Egli è l’ultimo rappresentante del genere satirico che aveva visto in Lucilio, Orazio e Persio degni antecedenti. Ma lui lo reinterpreterà alla luce della sua età, in cui non vi era certamente libertà di parola accentuando la critica verso vizi generici che sono, dopo l’autore del periodo neroniano e gli epigrammi di Marziale, quasi diventato topoi letterari.
Manoscritto
Satire
Le satire di Giovenale sono sedici, divise in cinque libri:
- dalla I alla V
- VI
- dalla VII alla IX
- dalla X alla XII
- dalla XIII alla XVI
Non sappiamo se tale divisione sia originale o sia frutto di grammatici posteriori, che, nel VI secolo d.C. curarono il testo di Giovenale.

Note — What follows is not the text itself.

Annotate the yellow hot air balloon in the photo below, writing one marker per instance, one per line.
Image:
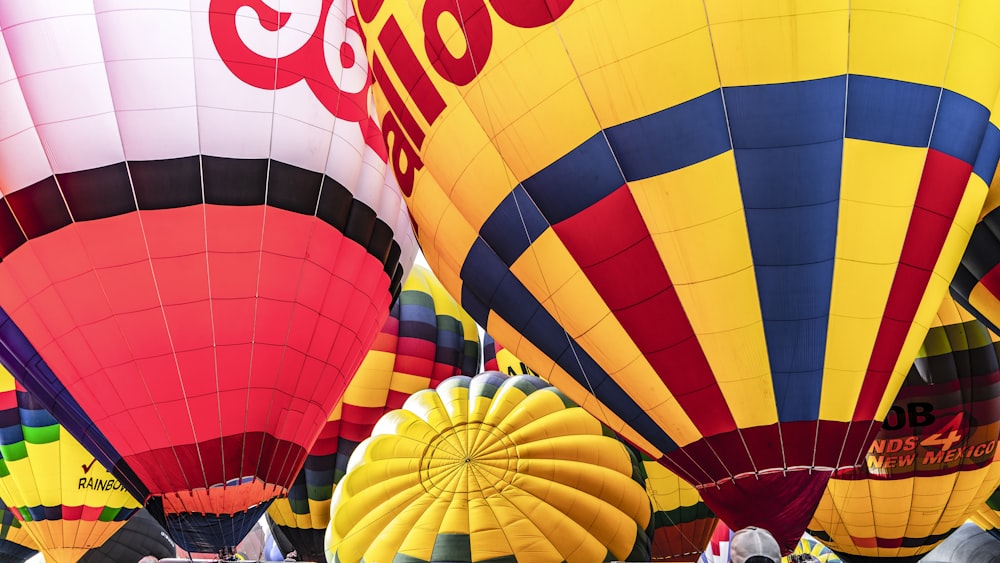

Al di là della divisione, non è possibile individuare un tema per ciascun libro. Ma è bene partire dalle motivazioni che lo hanno spinto a scrivere Satire:
Nella prima, dopo aver criticato i declamatores, giustifica il suo essere autore di satire:
E’ SEMPRE LA SOLITA SOLFA
(1, 1-14)
Semper ego auditor tantum? Numquamne reponam
vexatus totiens rauci Theseide Cordi?
Inpune ergo mihi recitaverit ille togatas,
hic elegos? Inpune diem consumpserit ingens
Telephus aut summi plena iam margine libri
scriptus et in tergo necdum finitus Orestes?
Nota magis nulli domus est sua quam mihi lucus
Martis et Aeoliis vicinum rupibus antrum
Vulcani; quid agant venti, quas torqueat umbras
Aeacus, unde alius furtivae devehat aurum
pelliculae, quantas iaculetur Monychus ornos,
Frontonis platani convolsaque marmora clamant
semper et adsiduo ruptae lectore columnae.
Expectes eadem a summo minimoque poëta.
Succube sarò sempre ad ascoltare? Mai replicherò / vessato tutto il tempo dalla Teseide del rauco Cordo? / Impunemente quello potrà recitare queste / togate e queste elegie? Impunemente avrà consumato il giorno / un Telefo che mai finisce e un non ancora concluso Oreste scritto fino / ai margini del ponderoso libro, anche sul retro? / A nessuno più è nota la sua casa che a me il bosco / di Marte e l’antro vicino alle rupi Eolie / di Vulcano; che cosa facciano i venti, quali ombre torturi / Eaco, da dove furtivamente un altro abbia strappato l’oro / del Vello, Monico che scaglia così tanti frassini, / i platani e marmi rovinati di Frontone urlano / sempre e le colonne rotte dall’assiduo lettore. / Aspetti le stesse cose da un grande o da un infimo poeta.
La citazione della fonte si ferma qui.